O Bahia também foi um dos navios palco para a Revolta da Chibata, em 1910, quando marinheiros se rebelaram contra a prática de castigos físicos ainda presente na marinha brasileira de então. O estopim foi quando um marinheiro foi sentenciado ao açoite, na frente de seus companheiros, mesmo após a abolição da prática pela lei. O número de açoites foi completado mesmo após o desmaio do marinheiro.

Como escreveu o sociólogo João Roberto Martins Filho, na obra A Marinha Brasileira na Era dos Encouraçados, a Revolta da Chibata é um evento importantíssimo. Dentre vários motivos, ela explicitou a contradição do Brasil. Um país que buscava ser reconhecido como potência modernizante, encomendando navios de ponta, ao mesmo tempo em que mantinha heranças escravocratas, instituições arcaicas e um abismo social.

Infelizmente, uma descrição que ainda possui alguma validade, mesmo mais de cem anos depois. Posteriormente, o cruzador participou do esforço de guerra brasileiro em ambos os conflitos mundiais, patrulhando o Atlântico e escoltando comboios. Em 1944, chegou à escoltar parte do contingente da FEB rumo à Itália. Finalmente, em julho de 1945, foi perdido em um acidente.

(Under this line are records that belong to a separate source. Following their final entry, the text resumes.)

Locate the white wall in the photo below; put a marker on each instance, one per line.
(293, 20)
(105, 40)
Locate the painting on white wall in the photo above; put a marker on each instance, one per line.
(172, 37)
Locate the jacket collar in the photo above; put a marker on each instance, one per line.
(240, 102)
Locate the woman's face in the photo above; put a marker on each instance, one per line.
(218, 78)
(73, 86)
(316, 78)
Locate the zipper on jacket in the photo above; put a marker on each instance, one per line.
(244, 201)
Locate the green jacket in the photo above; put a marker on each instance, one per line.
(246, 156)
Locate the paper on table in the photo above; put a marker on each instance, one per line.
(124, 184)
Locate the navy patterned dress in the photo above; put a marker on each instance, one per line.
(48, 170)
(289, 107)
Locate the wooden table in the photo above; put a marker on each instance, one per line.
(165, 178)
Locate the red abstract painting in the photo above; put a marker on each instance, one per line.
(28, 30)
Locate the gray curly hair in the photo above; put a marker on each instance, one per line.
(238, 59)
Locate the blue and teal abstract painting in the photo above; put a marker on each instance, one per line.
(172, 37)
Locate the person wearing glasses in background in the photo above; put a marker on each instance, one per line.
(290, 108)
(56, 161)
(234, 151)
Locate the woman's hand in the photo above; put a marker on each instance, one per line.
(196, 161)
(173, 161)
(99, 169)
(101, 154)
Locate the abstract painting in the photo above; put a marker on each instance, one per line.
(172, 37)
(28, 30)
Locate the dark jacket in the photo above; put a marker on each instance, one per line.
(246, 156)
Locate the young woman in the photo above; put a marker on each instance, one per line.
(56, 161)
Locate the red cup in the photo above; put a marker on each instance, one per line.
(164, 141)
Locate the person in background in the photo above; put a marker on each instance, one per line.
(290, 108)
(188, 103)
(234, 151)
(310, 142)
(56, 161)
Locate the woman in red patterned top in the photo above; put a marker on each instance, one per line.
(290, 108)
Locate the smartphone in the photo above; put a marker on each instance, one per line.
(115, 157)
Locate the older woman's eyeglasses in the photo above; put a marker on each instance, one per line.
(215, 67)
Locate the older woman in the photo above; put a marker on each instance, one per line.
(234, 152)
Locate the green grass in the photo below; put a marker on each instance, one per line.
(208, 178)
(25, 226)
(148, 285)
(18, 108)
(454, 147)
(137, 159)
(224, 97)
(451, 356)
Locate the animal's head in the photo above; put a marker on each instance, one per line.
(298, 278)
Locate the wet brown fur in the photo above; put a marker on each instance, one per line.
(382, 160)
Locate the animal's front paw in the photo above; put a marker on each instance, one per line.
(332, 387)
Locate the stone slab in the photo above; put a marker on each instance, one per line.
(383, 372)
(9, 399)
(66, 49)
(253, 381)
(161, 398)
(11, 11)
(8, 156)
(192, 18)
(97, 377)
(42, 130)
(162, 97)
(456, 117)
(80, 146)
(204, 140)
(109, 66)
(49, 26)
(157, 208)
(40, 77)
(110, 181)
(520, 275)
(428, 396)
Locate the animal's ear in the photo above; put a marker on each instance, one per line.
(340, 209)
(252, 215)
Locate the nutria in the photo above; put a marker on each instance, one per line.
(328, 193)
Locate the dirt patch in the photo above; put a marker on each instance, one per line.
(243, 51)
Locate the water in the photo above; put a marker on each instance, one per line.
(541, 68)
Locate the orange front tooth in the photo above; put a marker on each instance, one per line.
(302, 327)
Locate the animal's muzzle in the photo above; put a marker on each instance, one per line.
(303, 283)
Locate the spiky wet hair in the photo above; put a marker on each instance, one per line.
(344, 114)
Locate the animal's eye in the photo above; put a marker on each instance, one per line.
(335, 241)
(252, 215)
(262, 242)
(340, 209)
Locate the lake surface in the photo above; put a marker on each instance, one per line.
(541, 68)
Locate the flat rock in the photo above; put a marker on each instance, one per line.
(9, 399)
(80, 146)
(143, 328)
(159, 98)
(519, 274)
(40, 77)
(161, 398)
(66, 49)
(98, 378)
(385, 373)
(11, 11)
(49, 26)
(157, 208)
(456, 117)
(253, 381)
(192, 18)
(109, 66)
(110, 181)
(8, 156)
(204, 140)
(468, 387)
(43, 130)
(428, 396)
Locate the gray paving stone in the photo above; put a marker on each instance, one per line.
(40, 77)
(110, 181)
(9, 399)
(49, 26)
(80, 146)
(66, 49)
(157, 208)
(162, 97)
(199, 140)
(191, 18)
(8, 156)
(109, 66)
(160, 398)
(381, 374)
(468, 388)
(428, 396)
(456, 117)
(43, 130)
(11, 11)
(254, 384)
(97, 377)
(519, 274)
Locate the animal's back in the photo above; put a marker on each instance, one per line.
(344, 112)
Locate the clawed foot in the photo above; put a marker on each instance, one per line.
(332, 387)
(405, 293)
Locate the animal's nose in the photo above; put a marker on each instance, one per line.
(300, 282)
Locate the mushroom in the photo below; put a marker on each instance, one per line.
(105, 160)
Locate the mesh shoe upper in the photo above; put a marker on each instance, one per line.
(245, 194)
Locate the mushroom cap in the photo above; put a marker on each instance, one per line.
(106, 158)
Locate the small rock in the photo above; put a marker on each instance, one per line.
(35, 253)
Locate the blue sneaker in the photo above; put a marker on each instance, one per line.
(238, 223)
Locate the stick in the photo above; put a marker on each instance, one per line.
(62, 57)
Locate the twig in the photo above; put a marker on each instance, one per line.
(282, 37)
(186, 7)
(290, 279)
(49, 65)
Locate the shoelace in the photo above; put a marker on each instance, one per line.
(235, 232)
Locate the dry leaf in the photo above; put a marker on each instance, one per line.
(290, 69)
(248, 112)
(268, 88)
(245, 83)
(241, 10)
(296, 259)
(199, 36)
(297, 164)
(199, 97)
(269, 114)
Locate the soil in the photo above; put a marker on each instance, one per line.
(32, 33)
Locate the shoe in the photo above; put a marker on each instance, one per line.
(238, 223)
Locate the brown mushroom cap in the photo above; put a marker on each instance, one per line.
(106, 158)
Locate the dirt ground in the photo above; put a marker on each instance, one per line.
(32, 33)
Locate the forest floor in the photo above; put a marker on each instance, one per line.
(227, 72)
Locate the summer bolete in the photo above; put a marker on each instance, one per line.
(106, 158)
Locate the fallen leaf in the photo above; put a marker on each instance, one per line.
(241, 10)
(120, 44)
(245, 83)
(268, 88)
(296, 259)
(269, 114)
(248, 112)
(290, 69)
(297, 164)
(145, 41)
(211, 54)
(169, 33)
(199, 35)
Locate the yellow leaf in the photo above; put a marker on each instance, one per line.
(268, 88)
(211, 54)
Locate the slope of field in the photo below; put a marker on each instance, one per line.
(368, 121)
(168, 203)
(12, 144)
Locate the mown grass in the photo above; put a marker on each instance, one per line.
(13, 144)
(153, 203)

Em um treinamento de tiro, um disparo do navio acertou acidentalmente as cargas de profundidade na popa, algo possível somente devido uma falha da adaptação feita para o conflito. O navio afundou em alguns minutos. Os trinta e seis sobreviventes, cerca de um décimo da tripulação, ficaram quatro dias no mar, em jangadas improvisadas, sem comida e sob o sol, resgatados apenas no dia 8 de julho.

Durante anos existiu a hipótese de que um dos dois submarinos alemães que se renderam na Argentina, meses depois do fim do conflito na Europa, poderiam ter torpedeado o Bahia. Essa hipótese já foi descartada, confirmando o acidente em treinamento. Alguns ainda acreditam nisso, pelo apelo da teoria da conspiração, mas, como quase sempre, inclusive no caso do Bahia, a História é muito mais apetitosa e simbólica do que a fantasia.